We toured two lovely churches; Santuario de Santa Luzia de Castelo and Bom Jesus. The first is a lovely square church, with views of the Atlantic Ocean from its grounds.

Mom Jesus church is a long, Latin style church with magnificent grounds and structures.
We walked in downtown Braga, and ate at some of their favorite restaurants. Maggie treated me to the local cherry drink, which is usually drunk in chocolate cups. Alas, they were out of the chocolate cups.


We visited the lovely Santa Barbara Garden. The roses were just coming out – I love roses. We had enough dry weather to enjoy the beautiful grounds.
We had one very rainy day, and we called it our spa day. Maggie and I booked massages and I spent quite a bit of time in the warm indoor pool. It felt great to rest after a couple of weeks touring.
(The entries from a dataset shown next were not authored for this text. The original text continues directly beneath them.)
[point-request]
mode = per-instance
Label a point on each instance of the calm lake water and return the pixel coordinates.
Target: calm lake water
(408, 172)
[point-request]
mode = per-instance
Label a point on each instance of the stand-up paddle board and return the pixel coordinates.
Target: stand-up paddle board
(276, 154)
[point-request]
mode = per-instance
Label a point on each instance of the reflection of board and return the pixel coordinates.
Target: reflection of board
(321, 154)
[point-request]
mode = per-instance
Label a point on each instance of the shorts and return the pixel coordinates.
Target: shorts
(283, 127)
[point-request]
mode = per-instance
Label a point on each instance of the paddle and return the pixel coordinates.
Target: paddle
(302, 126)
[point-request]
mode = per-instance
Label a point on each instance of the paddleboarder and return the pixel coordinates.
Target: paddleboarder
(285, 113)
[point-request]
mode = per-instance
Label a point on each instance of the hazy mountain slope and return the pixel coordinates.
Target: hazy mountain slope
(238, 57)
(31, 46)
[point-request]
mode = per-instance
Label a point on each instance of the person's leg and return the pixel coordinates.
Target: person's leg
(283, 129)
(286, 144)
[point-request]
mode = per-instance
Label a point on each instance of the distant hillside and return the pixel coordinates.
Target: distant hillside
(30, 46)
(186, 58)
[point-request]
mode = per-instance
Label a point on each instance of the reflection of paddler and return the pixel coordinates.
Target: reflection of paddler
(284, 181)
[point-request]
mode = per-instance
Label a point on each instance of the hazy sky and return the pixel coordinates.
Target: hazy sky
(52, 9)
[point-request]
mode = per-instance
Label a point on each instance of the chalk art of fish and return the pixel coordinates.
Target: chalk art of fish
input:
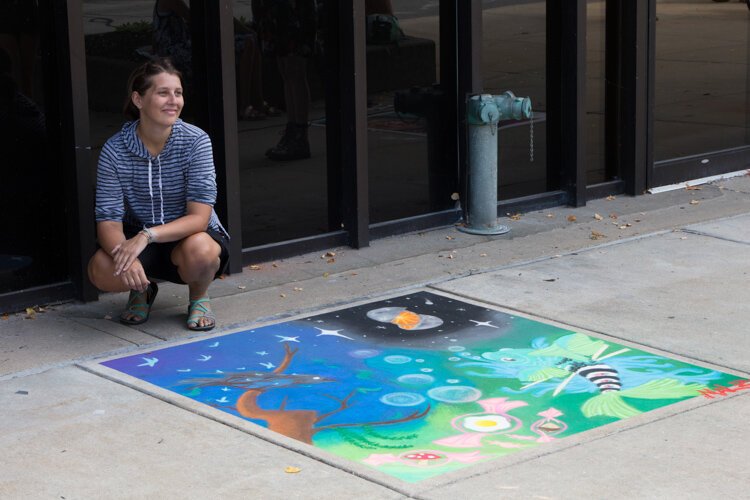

On our last day, we went back to Porto. This time I had lovely weather and could tour in sunshine. We went back to the river bank and I could enjoy (see) the Roman walls and the beautiful tiled buildings with the blue sky above.
Final Comments:
- This post skipped some of our stops. They were all worthwhile and wonderful, but I try to keep these posts somewhat short and report on the best. I skipped: Evora and its UNESCO Roman walls, Alcobaca and its beautiful monastery of Santa Maria, the beach at Nazarene, a winery and a faience pottery factory. If you want to read about them, I will forward my full log.
- I love Rick Steves tours but I think I am aging out of trying to keep up with 25 or so others in the group. The slippery cobble stone streets and a fast moving guide were sometimes a challenge. The fact that I needed a new hip had something to do with it.
- However, I still love learning about history and local culture. I might just have to go at it a bit slower in the future.
- I am glad that I jumped on the opportunity to visit Maggie and Kevin in Portugal. It is always great to tour with “locals”. They have since returned to the U. S.